A lone elephant bull had the waterhole at the hive to himself. Chances are that we scared other animals off but Dumbo didn’t care.

The bottom part of his trunk was missing, most likely snared by horrible people’s traps. He created his water fountain with his trunk, purposely or not.

He was happy though and so was I. I had my coffee and watched him play.

It was dead quiet at the other hive as I moved on.

A few baobab stood tall against the sense of time.

It was quiet all around as this silent constrictor passed my tracks. It looked like a stick on the road but I realized early enough to put Zimba on hold.

The python gracefully slithered into fallen leaves and blended in superbly.

The territorial hippopotamus colony enjoyed warming early morning rays as well.

Soon enough it will be getting too hot for them. But for now, some climbing lessons need to be learned. Very cute.

Back at band camp, I had to organize and finalize myself and Zimba for some hot days to come further south.
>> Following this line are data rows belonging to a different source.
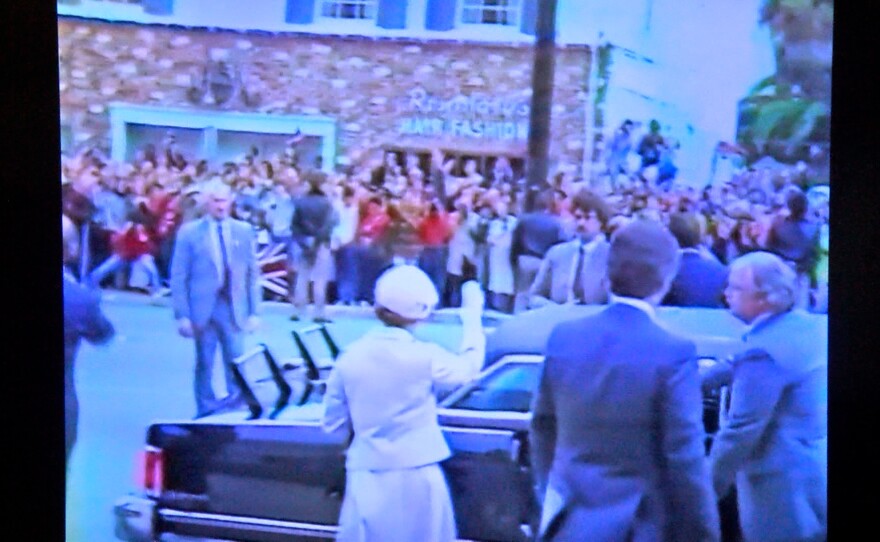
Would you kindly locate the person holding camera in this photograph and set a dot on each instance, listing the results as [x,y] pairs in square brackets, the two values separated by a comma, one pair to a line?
[312,227]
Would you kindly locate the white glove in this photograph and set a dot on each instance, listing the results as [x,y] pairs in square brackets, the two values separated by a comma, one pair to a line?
[472,302]
[472,297]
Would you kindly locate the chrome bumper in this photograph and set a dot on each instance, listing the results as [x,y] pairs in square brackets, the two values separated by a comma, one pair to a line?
[135,519]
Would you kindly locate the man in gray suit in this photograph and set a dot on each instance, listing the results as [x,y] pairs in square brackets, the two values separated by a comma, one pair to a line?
[773,443]
[214,291]
[617,435]
[574,271]
[83,319]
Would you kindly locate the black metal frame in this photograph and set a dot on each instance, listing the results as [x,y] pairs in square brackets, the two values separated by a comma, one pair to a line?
[284,389]
[314,378]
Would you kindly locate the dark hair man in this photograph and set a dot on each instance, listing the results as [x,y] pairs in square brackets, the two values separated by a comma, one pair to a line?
[215,292]
[83,319]
[773,444]
[617,431]
[533,236]
[574,271]
[701,277]
[313,221]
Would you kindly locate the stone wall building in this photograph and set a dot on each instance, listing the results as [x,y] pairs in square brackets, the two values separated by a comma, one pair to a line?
[467,98]
[360,74]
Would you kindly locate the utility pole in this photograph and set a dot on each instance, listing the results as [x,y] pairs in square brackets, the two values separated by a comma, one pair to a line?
[542,100]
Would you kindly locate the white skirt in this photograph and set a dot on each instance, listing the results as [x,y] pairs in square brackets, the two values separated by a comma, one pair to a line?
[405,505]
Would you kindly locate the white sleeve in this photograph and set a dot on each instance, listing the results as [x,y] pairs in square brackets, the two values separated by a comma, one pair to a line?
[336,413]
[449,368]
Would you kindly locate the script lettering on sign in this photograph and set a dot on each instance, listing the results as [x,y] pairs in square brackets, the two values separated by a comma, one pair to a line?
[477,116]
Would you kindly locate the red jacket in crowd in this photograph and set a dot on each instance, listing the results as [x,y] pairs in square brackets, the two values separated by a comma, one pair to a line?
[434,230]
[132,242]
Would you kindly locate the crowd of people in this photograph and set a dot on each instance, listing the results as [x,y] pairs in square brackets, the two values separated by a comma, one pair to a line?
[340,230]
[403,239]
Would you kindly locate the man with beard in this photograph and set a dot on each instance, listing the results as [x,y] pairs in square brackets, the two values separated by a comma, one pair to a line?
[83,319]
[572,272]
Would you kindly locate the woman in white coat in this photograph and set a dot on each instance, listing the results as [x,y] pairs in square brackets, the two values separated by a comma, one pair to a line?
[381,391]
[501,286]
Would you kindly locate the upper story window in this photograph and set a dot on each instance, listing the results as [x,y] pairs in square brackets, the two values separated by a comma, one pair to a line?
[495,12]
[349,9]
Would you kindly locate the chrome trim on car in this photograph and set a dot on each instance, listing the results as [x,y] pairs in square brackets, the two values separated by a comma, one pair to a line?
[243,523]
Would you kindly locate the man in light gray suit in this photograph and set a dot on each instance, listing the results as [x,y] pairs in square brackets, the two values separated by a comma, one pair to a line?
[773,443]
[573,272]
[617,435]
[214,291]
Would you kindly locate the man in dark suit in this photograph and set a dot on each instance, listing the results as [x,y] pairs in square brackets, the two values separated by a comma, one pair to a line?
[313,221]
[574,271]
[773,444]
[83,319]
[215,292]
[617,435]
[701,277]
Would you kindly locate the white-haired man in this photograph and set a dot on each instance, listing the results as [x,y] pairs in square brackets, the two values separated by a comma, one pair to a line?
[773,445]
[214,291]
[381,390]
I felt happy and a bit sad leaving Majete Wildlife Reserve.

I will be revisiting next time around, that much I know.

I stayed at ‘Nyala Park’ near the town of Nchalo. It’s a small and privately owned game park that features Inala and Impala antelopes, as well as zebras and a few troops of vervet monkeys. I was in safe hands as Eric and the rest of this friendly crew made sure, that no poachers would enter this property. Zikomo.